The claim also sits uneasily with the fact that obesity ups the risk for some cancers.

So, what is checkpoint blockade, and how might a few extra layers make it work better?

It is one of a class of cancer treatments known as “immunotherapy”, so named because they enlist the body’s own immune cells in the battle against the disease. One of those immune warriors is the T-cell, whose job it is to take out foreign invaders such as infections. T-cells also have a strong dislike for cancer cells.

Fortunately, T-cells don’t attack fellow citizens, the body’s own cells, and that is because of an ingenious quirk. They have proteins on their surface called “checkpoints” that, when they bind to proteins on healthy cells, signal the relationship is friendly. Think of it as a handshake to say “Bro, we’re good”.

But cancer cells can express the friendly protein too, bamboozling the T-cell into giving them a bro hug rather than a lethal slug.

Here’s where checkpoint blockade kicks in.

Checkpoint inhibitors stop the handshake so T-cells can see cancer cells for the imposters they really are, and wipe them out. These drugs have shown great promise in a number of cancers, including melanoma and lung cancer.

But there is a problem. Some people either don’t respond or have rare side effects that are sometimes fatal. Hence the push for a precision approach that picks out who might do best with which treatment.

That can involve testing tumours for biomarkers, but it also happens at the big-picture level. Researchers want to peg down whether age, sex, or body weight might influence treatment response.

That last one has been throwing up some intriguing findings. A study published in January in the journal Nature Medicine found obesity generally worsens tumour outcomes.

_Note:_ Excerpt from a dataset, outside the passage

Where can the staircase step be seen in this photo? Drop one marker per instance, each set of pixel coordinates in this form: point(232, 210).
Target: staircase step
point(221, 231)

But it also found mice and humans with a range of cancers did better with checkpoint therapy if they were obese, something the authors called “paradoxical”.

Another recent study of people with melanoma found a survival advantage for obese patients getting immunotherapy.

The findings are challenging the status quo.

“Checkpoint blockade is a new therapeutic approach in which obesity can be now regarded as a potentially positive prognostic factor,” write Murphy and Longo.

Commenting on the editorial, Barbara Fazekas de St Groth from the University of Sydney in Australia points out nuances in the melanoma study.

“The effect of obesity differs between men and women,” she says.

“For the most common therapy … overweight or obese men do better than those in the normal weight range, equalling the survival rate of women in all three weight categories.”

She also notes that for a related treatment, “the survival of women at any BMI is similar to normal and overweight men, and only obese men do better”.

“These mixed results indicate the complexity of the factors that influence patient responses to immunotherapy, and the need for further research to determine whether we can pinpoint where all these factors intersect,” she says.

A big question, of course, is how obesity might confer an advantage in checkpoint therapy. Murphy and Longo note that “a high BMI environment is nutrient-rich”, which could fuel the immune response.

While affirming that “obesity should still be viewed as having a generally adverse effect on health” they go on to make a conclusion that could prompt a serious rethink in the medical fraternity.

“Ultimately, these studies demonstrate that the concept of obesity in human health and disease should be re-evaluated and perhaps adjusted,” they write.